Juneau is home to Alaska’s only 2021 National Merit Scholarship winner.
Claire Scott, a senior at Juneau-Douglas Yadaa.at Kalé High School, was recently named a National Merit Scholar, one of approximately 1,000 distinguished high school seniors nationwide to earn the distinction and accompanying scholarship.
Scott is an accomplished student, artist, author, workshop host and community volunteer. She’s published two graphic novels and contributed art to local and international charitable efforts.
“Something like the National Merit Scholarship program is one way we are able to showcase academic excellence in the school district. It’s really a positive accolade for the work students and faculty are doing here,” said Paula Casperson, principal at JDHS. “Claire is such a unique student in her age group. She excels academically, but she also has done this whole level of inquiry in writing her own book.”
In addition to being named a National Merit Scholar, Scott has also been named a U.S. Presidential Scholar candidate, won the Alaska Heart of the Arts award and was awarded the National Gold Medal for American Visions and a National Gold Medal in Comic Art.
At JDHS, she is a member of the Academic Decathlon Team and on the yearbook staff. She is the founder of a creative writing club at the school and a member of the art club. She maintains a 4.0 GPA.
Scott is a multi-year Spelling Bee Winner and has run with the cross country team during her academic career.
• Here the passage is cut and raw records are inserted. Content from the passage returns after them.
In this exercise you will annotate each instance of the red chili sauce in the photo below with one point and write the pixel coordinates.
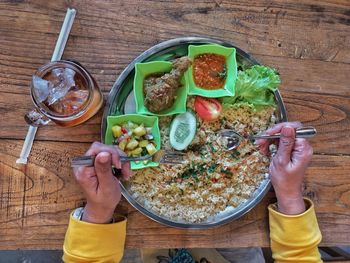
(209, 71)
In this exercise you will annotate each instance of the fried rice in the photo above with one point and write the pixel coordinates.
(211, 178)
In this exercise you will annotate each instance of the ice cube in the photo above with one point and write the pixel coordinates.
(62, 82)
(71, 103)
(41, 88)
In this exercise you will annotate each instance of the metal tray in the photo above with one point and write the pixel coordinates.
(120, 101)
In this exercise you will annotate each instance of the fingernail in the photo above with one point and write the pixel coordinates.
(119, 164)
(103, 157)
(287, 131)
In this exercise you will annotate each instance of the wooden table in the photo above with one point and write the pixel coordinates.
(307, 41)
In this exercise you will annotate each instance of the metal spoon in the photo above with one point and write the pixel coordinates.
(234, 138)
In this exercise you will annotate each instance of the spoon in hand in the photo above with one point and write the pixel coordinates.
(233, 138)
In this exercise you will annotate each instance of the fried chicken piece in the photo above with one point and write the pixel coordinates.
(160, 93)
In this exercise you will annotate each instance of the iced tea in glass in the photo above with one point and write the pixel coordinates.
(63, 92)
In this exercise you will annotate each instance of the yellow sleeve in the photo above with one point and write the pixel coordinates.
(86, 242)
(294, 238)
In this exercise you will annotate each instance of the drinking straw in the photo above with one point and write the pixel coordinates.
(57, 54)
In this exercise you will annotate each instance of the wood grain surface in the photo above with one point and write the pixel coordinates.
(307, 41)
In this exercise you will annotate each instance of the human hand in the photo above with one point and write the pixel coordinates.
(288, 167)
(100, 187)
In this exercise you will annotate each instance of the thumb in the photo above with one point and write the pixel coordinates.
(286, 145)
(103, 167)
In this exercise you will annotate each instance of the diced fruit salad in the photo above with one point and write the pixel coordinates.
(134, 139)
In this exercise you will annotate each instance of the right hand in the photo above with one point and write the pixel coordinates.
(288, 167)
(101, 188)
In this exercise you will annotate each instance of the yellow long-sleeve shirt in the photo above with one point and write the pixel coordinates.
(293, 239)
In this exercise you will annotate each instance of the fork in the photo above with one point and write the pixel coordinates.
(161, 156)
(234, 138)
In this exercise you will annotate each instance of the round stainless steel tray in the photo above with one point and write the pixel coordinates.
(120, 101)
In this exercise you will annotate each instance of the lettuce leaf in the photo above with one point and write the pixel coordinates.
(255, 86)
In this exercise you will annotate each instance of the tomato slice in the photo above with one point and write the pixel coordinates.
(207, 109)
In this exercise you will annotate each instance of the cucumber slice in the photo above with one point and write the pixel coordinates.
(182, 130)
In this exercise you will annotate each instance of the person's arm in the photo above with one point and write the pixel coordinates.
(294, 238)
(294, 231)
(94, 235)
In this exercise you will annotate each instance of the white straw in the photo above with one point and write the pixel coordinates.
(57, 54)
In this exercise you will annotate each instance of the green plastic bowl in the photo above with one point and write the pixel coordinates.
(142, 70)
(231, 71)
(148, 121)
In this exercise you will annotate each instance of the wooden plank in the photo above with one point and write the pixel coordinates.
(36, 200)
(328, 113)
(108, 35)
(315, 29)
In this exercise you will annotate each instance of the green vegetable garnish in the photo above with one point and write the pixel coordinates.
(255, 86)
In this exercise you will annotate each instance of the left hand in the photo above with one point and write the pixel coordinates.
(101, 188)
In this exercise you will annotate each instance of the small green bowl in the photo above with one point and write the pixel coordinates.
(148, 121)
(142, 70)
(231, 69)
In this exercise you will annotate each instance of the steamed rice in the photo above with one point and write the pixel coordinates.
(211, 179)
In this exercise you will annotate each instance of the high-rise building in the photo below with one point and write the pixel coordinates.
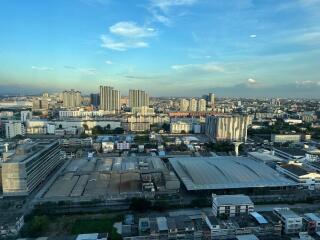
(25, 115)
(227, 127)
(14, 128)
(138, 98)
(71, 98)
(95, 99)
(40, 104)
(31, 164)
(193, 105)
(109, 99)
(211, 100)
(184, 105)
(202, 105)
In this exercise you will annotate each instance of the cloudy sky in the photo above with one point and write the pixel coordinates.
(248, 48)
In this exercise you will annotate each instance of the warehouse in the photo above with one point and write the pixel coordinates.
(112, 177)
(226, 172)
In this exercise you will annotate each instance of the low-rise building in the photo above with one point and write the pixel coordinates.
(289, 153)
(282, 138)
(311, 222)
(231, 205)
(296, 171)
(291, 222)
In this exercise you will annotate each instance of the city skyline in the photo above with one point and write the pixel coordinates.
(168, 48)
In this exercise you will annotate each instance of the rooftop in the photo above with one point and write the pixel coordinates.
(295, 169)
(223, 172)
(292, 151)
(26, 152)
(286, 212)
(232, 199)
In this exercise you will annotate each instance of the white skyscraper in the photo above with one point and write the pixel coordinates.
(109, 99)
(184, 105)
(202, 105)
(14, 128)
(71, 98)
(211, 100)
(138, 98)
(193, 105)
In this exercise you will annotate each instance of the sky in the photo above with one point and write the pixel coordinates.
(240, 48)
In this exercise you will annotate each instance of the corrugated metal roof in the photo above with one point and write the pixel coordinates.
(222, 172)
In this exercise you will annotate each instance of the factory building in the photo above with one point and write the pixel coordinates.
(227, 127)
(291, 222)
(32, 162)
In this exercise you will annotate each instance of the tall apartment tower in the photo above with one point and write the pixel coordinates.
(109, 99)
(95, 99)
(227, 127)
(71, 98)
(184, 105)
(193, 105)
(138, 98)
(202, 105)
(211, 100)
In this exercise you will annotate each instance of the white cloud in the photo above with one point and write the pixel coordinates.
(42, 68)
(251, 81)
(206, 67)
(307, 83)
(88, 71)
(160, 9)
(131, 29)
(164, 5)
(121, 45)
(125, 35)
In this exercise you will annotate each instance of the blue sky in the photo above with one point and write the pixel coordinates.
(168, 47)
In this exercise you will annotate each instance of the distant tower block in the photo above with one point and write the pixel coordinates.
(6, 147)
(236, 147)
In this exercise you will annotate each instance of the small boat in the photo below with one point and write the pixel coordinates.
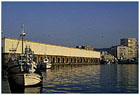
(46, 64)
(22, 70)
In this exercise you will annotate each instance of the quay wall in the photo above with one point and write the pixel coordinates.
(42, 49)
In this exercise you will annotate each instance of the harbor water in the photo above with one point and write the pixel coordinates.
(109, 78)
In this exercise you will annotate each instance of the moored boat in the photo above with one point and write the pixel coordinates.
(46, 64)
(22, 70)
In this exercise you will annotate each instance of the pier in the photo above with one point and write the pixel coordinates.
(56, 54)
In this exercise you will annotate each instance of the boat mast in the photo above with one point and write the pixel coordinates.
(22, 35)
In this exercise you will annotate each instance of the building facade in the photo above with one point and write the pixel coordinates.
(132, 45)
(85, 47)
(55, 53)
(106, 56)
(120, 52)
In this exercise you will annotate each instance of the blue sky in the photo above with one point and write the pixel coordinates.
(98, 24)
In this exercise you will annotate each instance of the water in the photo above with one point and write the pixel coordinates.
(110, 78)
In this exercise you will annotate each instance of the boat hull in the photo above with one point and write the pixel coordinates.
(46, 66)
(25, 79)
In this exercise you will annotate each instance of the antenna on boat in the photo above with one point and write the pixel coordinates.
(22, 35)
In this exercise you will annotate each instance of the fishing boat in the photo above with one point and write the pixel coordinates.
(22, 70)
(46, 63)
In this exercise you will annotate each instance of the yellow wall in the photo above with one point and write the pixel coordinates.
(47, 49)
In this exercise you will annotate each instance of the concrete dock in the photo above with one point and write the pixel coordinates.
(5, 86)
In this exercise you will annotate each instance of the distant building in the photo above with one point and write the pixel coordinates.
(120, 52)
(132, 45)
(85, 47)
(106, 56)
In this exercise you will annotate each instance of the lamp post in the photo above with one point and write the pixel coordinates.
(22, 35)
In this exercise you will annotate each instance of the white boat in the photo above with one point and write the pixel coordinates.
(22, 70)
(46, 63)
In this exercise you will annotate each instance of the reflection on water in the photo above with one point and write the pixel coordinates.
(36, 89)
(111, 78)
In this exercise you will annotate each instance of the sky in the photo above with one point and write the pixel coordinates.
(97, 24)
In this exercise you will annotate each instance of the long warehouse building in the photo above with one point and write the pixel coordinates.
(55, 53)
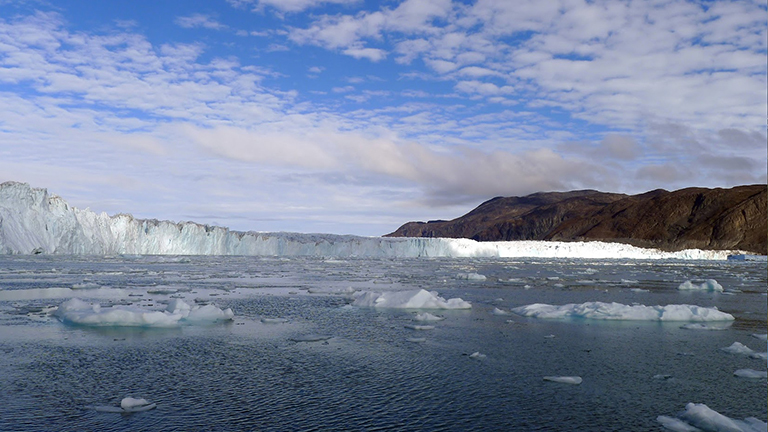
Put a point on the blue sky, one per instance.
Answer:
(353, 117)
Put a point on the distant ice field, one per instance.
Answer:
(378, 343)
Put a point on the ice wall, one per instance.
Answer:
(32, 221)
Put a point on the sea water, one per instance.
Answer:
(299, 355)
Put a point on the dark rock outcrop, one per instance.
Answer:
(735, 218)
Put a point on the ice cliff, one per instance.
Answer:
(33, 221)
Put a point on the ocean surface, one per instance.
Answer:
(298, 356)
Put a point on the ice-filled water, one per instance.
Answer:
(372, 344)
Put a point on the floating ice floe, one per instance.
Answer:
(76, 311)
(750, 373)
(129, 405)
(471, 277)
(419, 327)
(574, 380)
(708, 285)
(738, 348)
(701, 418)
(412, 299)
(311, 338)
(618, 311)
(426, 316)
(274, 320)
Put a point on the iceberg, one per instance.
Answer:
(412, 299)
(129, 405)
(618, 311)
(573, 380)
(426, 316)
(32, 221)
(699, 417)
(741, 349)
(76, 311)
(471, 277)
(708, 285)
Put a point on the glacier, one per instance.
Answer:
(32, 221)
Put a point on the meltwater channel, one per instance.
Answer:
(300, 353)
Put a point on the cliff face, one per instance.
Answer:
(700, 218)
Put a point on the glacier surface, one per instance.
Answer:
(33, 221)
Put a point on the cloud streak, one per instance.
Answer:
(414, 109)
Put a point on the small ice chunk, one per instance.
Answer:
(618, 311)
(471, 277)
(574, 380)
(708, 285)
(701, 326)
(412, 299)
(750, 373)
(707, 419)
(419, 327)
(426, 316)
(738, 348)
(274, 320)
(86, 285)
(676, 425)
(311, 338)
(76, 311)
(130, 404)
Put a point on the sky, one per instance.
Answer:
(356, 116)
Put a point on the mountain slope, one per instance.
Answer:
(735, 218)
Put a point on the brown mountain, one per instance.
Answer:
(735, 218)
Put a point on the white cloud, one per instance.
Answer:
(199, 20)
(372, 54)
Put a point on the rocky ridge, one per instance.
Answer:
(701, 218)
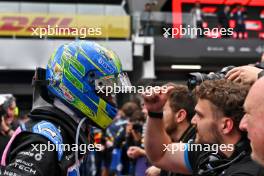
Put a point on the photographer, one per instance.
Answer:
(253, 120)
(246, 74)
(218, 113)
(8, 108)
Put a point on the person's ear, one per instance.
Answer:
(180, 116)
(227, 125)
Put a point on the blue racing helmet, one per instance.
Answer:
(75, 71)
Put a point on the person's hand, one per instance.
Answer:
(129, 128)
(245, 74)
(135, 152)
(155, 101)
(152, 171)
(4, 125)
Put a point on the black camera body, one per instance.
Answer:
(196, 78)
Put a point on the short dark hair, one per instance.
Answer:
(227, 96)
(182, 98)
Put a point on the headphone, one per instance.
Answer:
(213, 164)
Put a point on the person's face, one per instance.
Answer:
(197, 4)
(169, 118)
(252, 122)
(11, 112)
(207, 129)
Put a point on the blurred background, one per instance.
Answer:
(134, 29)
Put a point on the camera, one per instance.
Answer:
(196, 78)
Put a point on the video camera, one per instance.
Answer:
(196, 78)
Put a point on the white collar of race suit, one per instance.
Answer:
(58, 104)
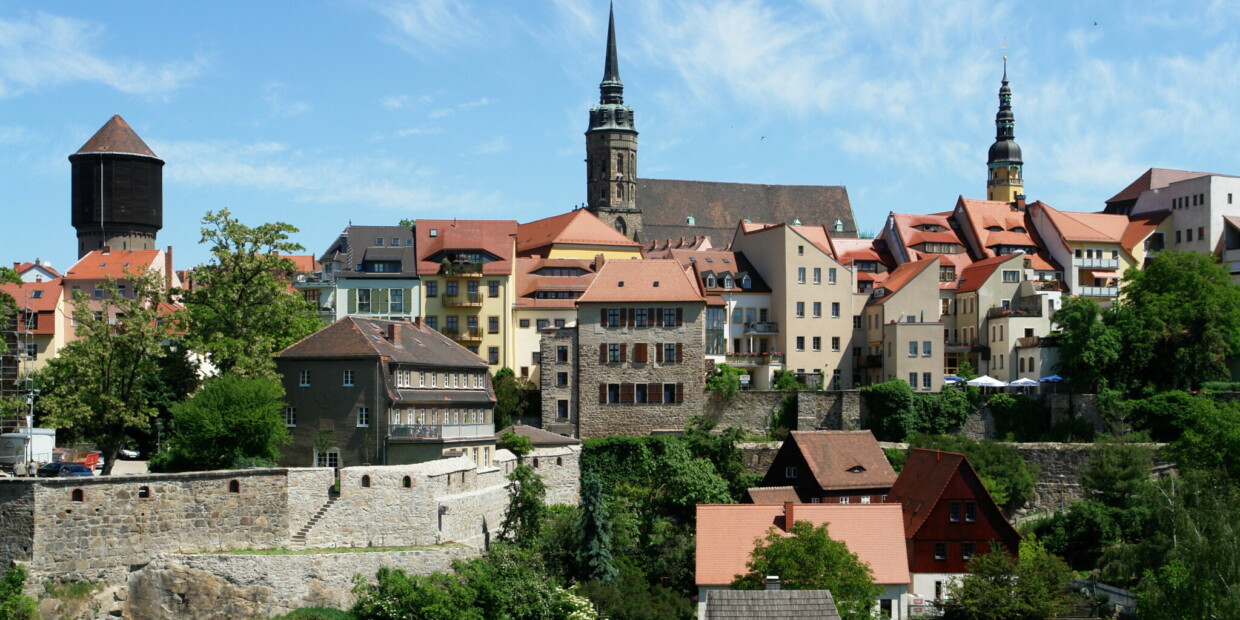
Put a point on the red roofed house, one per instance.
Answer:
(728, 533)
(831, 466)
(949, 517)
(386, 393)
(634, 360)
“That’s an incredible honor, and she’s really deserving,” said Pat Race, co-owner of Alaska Robotics and a local mentor to Scott in her artistic and publishing pursuits. “She’s a good person. Very creative, studious and introspective. She’s put in a lot of hard work, and she deserves every award she receives.”
Race recalled talking to Scott several years ago about her plans to author graphic novels when she came to his shop to attend workshops with a visiting artist.
“She would talk about her projects at the workshops, and lo and behold, she has brought these books to life. It was pretty incredible. That was the first time I knew she had the tenacity to follow through. It takes someone special to go through the process of creating and seeing it through to completion. She was compelled to do that,” he said, adding that her books, “Meow Cats United” and “A Most Peculiar Alarm Clock” are now carried at his store downtown.
Although she’s won many awards, Scott said she was surprised when her school counselor told her that she had been named a National Merit Scholar.
“It means a lot. I take my education very seriously. It’s quite an honor to me,” Scott said. “ I’d like to thank all my teachers from Sayeik: Gastineau, Dzantik’i Heeni, and JDHS. It’s meant the world to me.”
Scott said she is planning a career in comics, though she has not yet decided where she will attend college in the fall.
“I’ve always loved storytelling and art. This is the best way to do that,” she said.
About the award
The National Merit Scholarship Award consideration process begins each fall when students take the Preliminary SAT/National Merit Scholarship Qualifying Test (PSAT/NMSQT), which serves as an initial screen of program entrants. According to a news release from the National Merit Scholarship Corporation, about 1.5 million high school students from about 21,000 high schools begin the consideration process each year.
Those with qualifying scores go to provide additional applications to compete through the semi-finalist and finalist phases. This year, 16,000 finalists were identified, and Scott was selected from that pool.
To win the designation, students must have an out-standing academic record and be endorsed and recommended by a high school official.